Popular Film Music and Masculinity in Action
A Different Tune
Routledge – 2015 – 184 pages
Amanda Howell offers a new perspective on the contemporary pop score, as the means by which masculinities not seen—or heard—before become a part of American cinema after World War II. Popular Film Music and Masculinity in Action considers an eclectic mix of film, from Elvis and Travolta star vehicles to Bruckheimer-produced action films, with a special focus on the work of musically-innovative directors Melvin Van Peebles, Martin Scorsese, Quentin Tarantino and Gregg Araki. Variously shaped by generic exchanges among contemporary music, music cultures, and film, these texts share a common an investment in male body spectacle and male difference, representations of which register both cinema’s long-standing engagement with violence and similarly body-focused pleasures of contemporary youth music.

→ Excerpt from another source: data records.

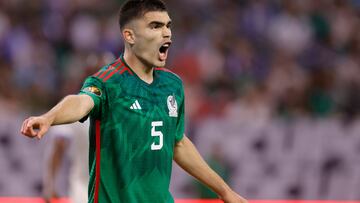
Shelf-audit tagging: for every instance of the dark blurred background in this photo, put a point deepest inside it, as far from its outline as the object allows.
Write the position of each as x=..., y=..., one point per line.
x=272, y=88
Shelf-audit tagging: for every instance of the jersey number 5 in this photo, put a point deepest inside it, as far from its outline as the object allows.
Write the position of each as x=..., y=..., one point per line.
x=155, y=133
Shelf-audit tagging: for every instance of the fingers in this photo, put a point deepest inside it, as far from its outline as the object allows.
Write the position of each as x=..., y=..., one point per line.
x=41, y=132
x=29, y=125
x=25, y=128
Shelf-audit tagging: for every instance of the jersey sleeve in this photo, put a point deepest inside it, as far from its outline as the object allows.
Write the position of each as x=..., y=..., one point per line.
x=180, y=125
x=96, y=90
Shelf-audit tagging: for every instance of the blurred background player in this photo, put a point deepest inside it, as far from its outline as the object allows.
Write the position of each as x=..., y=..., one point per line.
x=67, y=163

Drawing on scholarship of popular music and the pop score as well as feminist film and media studies, Howell addresses an often neglected area of gender representation. Through her analyses of the musical construction of contemporary screen masculinity in action and other genres that share its investment in violence, she reveals the mechanisms by which the pop score has helped to reinvent gendered fictions of male empowerment for new generations.
Introduction 1. A Different Tune: Hollywood, Popular Music, and Elvis in the 1950s 2.Orchestrating Violence: Music and Masculinity in Scorsese’s Gangster Films 3. Two Worlds: Sweet Sweetback's Baadasssss Song and the Dual Diegesiss 4. The Power Chord Goes to War: the Bruckheimer Film, Music and Militainment 5. Queering the Road Movie Soundtrack: Gregg Araki’s The Living End 6. John Travolta, A Song and Dance Man in Action Conclusion
Amanda Howell is Senior Lecturer in the School of Humanities at Griffith University, Australia.